そこで、DNPとマイクロ波化学は今回の透明導電フィルムを開発した。同フィルムは直径11nmの銀ナノワイヤを含んだインクが塗工されたPETフィルムなどをベースとするフィルムで、高い透明性と導電性を両立している。具体的にはPETフィルムベースのものだと全光線透過率は90.6%で、PETフィルムベースのものと黒アクリル板で構成されたシートの拡散反射率は0.36%となっている。
加えて、LiDARセンサー用の透明導電膜(ヒーター層)として導入した場合の透過率はPETフィルムベースのもの単体だと86.6%で、DNP製の低反射フィルムと組み合わせると透過率を90.5%にできると判明している。さらに、使用する11nmの銀ナノワイヤの導電性が高いため、導電から2分間で20℃から120℃まで温度を上げられることが分かっている。
用途としては、透明ヒーター、電子シェード、エレクトロ/クロミック、有機EL照明、太陽電池などの透明電極や電磁波シールド、スピーカー、アンテナを想定している。メインターゲットは透明ヒーターで2023年12月に開始するサンプル出荷ではA4サイズの透明ヒーター用の同フィルムを提供する予定だ。
量産に関しては、マイクロ波化学は銀ナノワイヤ製造用のパイロット設備を改良することで、DNPは以前に透明導電フィルムの生産で利用していた設備を流用することで、対応する見込みだ。DNP オプトエレクトロニクス事業部 開発本部 新製品企画グループ リーダーの橋本裕介氏は「この設備はユーザーが他のフィルムを採用したことで透明導電フィルムの生産で使われなくなっていた。なお、量産は光学フィルムの製造を行っている三原工場(広島県三原市)あるいは岡山工場(岡山市北区)で行う見通しだ」とコメントした。
両社の役割
両社の役割に関して、マイクロ波化学は同フィルムで使用する銀ナノワイヤ分散液の開発を担っている。銀ナノワイヤ分散液の製造手順はまず、パイロット設備で、多面体の(デカへドロン)構造を持つ数nmの銀クラスター(粒子や分子の集合体)の先端部(成長面)に強電界のマイクロ波を照射し内部加熱させる。そして、成長面に電界を発生させ周囲に拡散された銀ナノ粒子を集約し成長させる。これにより、成長面でのみ銀を成長させ、細くて長い銀ナノワイヤを作る。次に同手法で生産した直径11nmの銀ナノワイヤを基に分散液を製造する。

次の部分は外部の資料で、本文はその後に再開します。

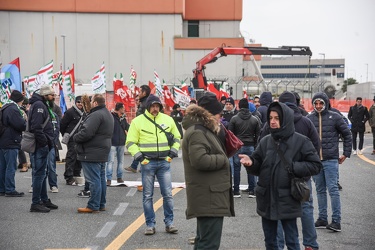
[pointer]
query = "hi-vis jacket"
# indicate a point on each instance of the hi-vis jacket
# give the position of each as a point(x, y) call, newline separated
point(145, 138)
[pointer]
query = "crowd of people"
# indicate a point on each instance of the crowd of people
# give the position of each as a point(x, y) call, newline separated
point(271, 131)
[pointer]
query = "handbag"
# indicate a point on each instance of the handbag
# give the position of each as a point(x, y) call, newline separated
point(28, 143)
point(169, 135)
point(66, 136)
point(232, 143)
point(298, 186)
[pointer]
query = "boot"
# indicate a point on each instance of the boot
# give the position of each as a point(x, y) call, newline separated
point(25, 168)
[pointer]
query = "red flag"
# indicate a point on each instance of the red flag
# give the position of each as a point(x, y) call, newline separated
point(168, 98)
point(211, 88)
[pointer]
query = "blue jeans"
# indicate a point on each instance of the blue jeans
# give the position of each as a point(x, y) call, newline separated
point(119, 152)
point(327, 179)
point(51, 171)
point(162, 171)
point(39, 161)
point(247, 150)
point(308, 224)
point(95, 177)
point(8, 167)
point(270, 233)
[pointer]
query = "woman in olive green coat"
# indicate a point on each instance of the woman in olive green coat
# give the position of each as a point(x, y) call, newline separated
point(207, 172)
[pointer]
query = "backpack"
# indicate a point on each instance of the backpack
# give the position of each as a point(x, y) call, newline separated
point(2, 126)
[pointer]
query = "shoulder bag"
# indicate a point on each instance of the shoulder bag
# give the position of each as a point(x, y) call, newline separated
point(232, 143)
point(298, 187)
point(169, 135)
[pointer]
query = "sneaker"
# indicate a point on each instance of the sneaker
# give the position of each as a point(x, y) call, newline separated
point(252, 194)
point(49, 204)
point(14, 194)
point(86, 210)
point(321, 223)
point(84, 194)
point(150, 231)
point(171, 229)
point(334, 227)
point(236, 195)
point(130, 169)
point(38, 208)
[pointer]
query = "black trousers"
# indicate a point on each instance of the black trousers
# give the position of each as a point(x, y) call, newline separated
point(73, 167)
point(209, 230)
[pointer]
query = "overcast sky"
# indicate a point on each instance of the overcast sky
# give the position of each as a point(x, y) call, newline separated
point(337, 28)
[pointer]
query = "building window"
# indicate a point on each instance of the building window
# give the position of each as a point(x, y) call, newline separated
point(193, 28)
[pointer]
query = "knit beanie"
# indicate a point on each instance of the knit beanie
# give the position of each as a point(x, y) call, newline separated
point(16, 96)
point(287, 97)
point(279, 111)
point(243, 104)
point(230, 99)
point(210, 103)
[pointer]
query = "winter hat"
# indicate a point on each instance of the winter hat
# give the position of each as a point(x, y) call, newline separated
point(151, 99)
point(16, 96)
point(176, 106)
point(210, 103)
point(230, 99)
point(243, 104)
point(288, 97)
point(279, 111)
point(78, 98)
point(252, 107)
point(46, 90)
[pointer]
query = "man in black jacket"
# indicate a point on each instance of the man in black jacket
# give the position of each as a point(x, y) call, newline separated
point(93, 143)
point(358, 116)
point(330, 126)
point(247, 128)
point(68, 123)
point(13, 119)
point(40, 111)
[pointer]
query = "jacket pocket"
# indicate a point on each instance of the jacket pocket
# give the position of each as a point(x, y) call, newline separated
point(220, 196)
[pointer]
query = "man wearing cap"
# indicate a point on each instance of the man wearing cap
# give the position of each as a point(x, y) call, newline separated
point(207, 171)
point(69, 121)
point(372, 124)
point(330, 126)
point(13, 119)
point(148, 144)
point(41, 111)
point(358, 116)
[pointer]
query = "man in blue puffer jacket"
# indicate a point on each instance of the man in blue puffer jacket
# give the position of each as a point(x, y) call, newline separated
point(330, 126)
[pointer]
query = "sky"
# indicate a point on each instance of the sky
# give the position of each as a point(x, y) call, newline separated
point(337, 28)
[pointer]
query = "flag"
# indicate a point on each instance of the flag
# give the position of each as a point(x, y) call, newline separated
point(159, 89)
point(44, 75)
point(133, 79)
point(98, 81)
point(181, 98)
point(10, 76)
point(168, 98)
point(211, 88)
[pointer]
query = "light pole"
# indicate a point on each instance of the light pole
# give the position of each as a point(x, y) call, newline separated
point(63, 36)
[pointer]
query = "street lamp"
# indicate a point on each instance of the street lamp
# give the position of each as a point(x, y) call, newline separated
point(63, 36)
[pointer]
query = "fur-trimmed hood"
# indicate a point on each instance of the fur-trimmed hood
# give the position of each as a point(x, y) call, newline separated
point(197, 115)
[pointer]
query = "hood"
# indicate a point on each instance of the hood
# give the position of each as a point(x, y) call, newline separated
point(287, 127)
point(244, 114)
point(36, 97)
point(265, 98)
point(195, 114)
point(322, 97)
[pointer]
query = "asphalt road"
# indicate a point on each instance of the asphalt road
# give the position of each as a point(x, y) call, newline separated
point(122, 225)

マイクロ波化学 取締役 CSOの塚原保徳氏は「銀ナノワイヤの製造手法ではこれまで設備内の容器全体を加熱して電界を発生させ成長面で銀を成長させる外部加熱が採用されていた。しかし、この手法だと、先端部の成長面だけでなく、全体を加熱してしまい、中心部にも銀のナノ粒子を集約し、ナノワイヤが太くなっていた」と従来手法の課題を指摘する。
一方、DNPは、銀ナノワイヤ分散液を透明導電フィルムに適用できるように、独自の配合技術でインクに仕上げる。このインクをウェット方式(塗料を用いて常温常圧環境の下で行うコーティング)の精密塗工技術で対象のフィルムに低温で均一に塗工し薄膜を形成して透明導電フィルムを製造する。橋本氏は「銀ナノワイヤ分散液をベースに作成したインクでは、PET、ポリカーボネート(PC)、シクロオレフィンポリマー(COP)フィルムの塗工に対応している」と語った。